Monday, September 02, 2013

Monday Morning Links

This and that for your Labour Day reading.

- Jared Bernstein writes about the fight for fair wages in the U.S. fast food and retail industries. And Karen McVeigh notes that political decision-makers are starting to try to get in front of the parade of workers seeking a reasonable standard of living:
Organisers said the strikes, scheduled a day after the 50th anniversary of the March on Washington and a few days before Labor Day, were being held in 60 cities and had spread to the south – including Tampa and Raleigh – and the west, with workers in Los Angeles and San Francisco taking part.

In New York, the Democratic mayoral hopeful Christine Quinn took part in a march with several hundred workers and protesters before entering a McDonald's near the Empire State Building on Thursday morning.
...
The US labour secretary, Thomas Perez, said the strikes showed the need to raise the minimum wage. Perez told the Associated Press that for too many people, "the rungs on the ladder of opportunity are feeling further and further apart."
- But there's always room for the labour movement itself to work on being more responsive to the needs of rank-and-file members and marginalized workers - as both Glenn Wheeler and Kev point out.

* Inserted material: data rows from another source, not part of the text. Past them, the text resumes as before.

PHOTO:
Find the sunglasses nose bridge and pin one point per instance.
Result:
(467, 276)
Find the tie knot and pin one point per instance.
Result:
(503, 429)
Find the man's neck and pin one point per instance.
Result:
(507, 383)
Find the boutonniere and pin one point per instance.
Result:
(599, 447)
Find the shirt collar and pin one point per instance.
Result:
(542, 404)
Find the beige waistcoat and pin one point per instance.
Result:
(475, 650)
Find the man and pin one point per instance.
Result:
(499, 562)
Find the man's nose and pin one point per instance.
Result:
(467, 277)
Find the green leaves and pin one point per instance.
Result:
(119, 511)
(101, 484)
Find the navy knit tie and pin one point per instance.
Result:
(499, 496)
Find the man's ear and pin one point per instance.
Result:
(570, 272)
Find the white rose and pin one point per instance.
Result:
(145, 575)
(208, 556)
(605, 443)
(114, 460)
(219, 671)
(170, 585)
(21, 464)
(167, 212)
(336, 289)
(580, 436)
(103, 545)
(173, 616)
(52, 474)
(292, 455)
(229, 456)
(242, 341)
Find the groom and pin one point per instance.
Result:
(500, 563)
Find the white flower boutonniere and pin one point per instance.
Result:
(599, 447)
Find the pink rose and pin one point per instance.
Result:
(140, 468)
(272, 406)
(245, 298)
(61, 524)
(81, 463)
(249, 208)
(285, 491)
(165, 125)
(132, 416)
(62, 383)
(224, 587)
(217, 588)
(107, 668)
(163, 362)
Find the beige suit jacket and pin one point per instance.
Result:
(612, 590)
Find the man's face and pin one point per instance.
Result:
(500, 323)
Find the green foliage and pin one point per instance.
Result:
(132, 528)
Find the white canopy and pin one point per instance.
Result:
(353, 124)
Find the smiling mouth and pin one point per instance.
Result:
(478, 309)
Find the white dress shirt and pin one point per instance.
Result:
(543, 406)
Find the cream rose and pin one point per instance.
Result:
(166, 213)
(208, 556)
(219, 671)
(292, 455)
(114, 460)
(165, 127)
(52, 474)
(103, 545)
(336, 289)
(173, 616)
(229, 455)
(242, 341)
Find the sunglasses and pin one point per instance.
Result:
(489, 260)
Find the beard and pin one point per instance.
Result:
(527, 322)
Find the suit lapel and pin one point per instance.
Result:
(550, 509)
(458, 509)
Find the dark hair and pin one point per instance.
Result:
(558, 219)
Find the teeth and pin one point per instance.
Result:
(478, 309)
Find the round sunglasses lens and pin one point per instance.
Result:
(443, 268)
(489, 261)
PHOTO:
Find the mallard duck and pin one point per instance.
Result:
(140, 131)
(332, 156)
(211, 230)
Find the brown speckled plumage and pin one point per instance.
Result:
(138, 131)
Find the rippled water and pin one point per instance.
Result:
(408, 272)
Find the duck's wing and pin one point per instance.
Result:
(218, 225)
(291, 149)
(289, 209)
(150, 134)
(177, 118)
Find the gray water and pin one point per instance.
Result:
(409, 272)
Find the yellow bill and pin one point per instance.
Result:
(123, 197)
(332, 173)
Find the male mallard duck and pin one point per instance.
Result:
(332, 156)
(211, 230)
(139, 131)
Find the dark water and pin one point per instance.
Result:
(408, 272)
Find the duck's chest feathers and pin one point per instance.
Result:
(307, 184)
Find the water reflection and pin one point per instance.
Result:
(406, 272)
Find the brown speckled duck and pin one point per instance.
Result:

- Meanwhile, pogge notes that there's still a stark gap in Ontario between perpetually-expanding profits for the banksters, and austerity being imposed on the poor. Joseph Stiglitz observes the risk that Australia may abandon a highly successful stimulus program to follow the same path of austerity that's led to so much misery elsewhere around the globe. And Mark Taliano reminds us that the Trans-Pacific Partnership represents just another effort by the Cons to shift decision-making power away from citizens and toward the corporate sector.

- Justin McCurry reports that the Fukushima nuclear power plant is emitting 18 times as much radiation as previously claimed - and that nobody seems to be able to figure out why. And Mike de Souza highlights a similar lack of risk management and regulation in dealing with the ongoing Cold Lake oil spill.

- Finally, Erin Weir draws a needed distinction between social insurance which protects everybody's interests and self-insurance which protects only those who can afford it - and finds former Con cabinet minister Monte Solberg trying to push us toward the latter model.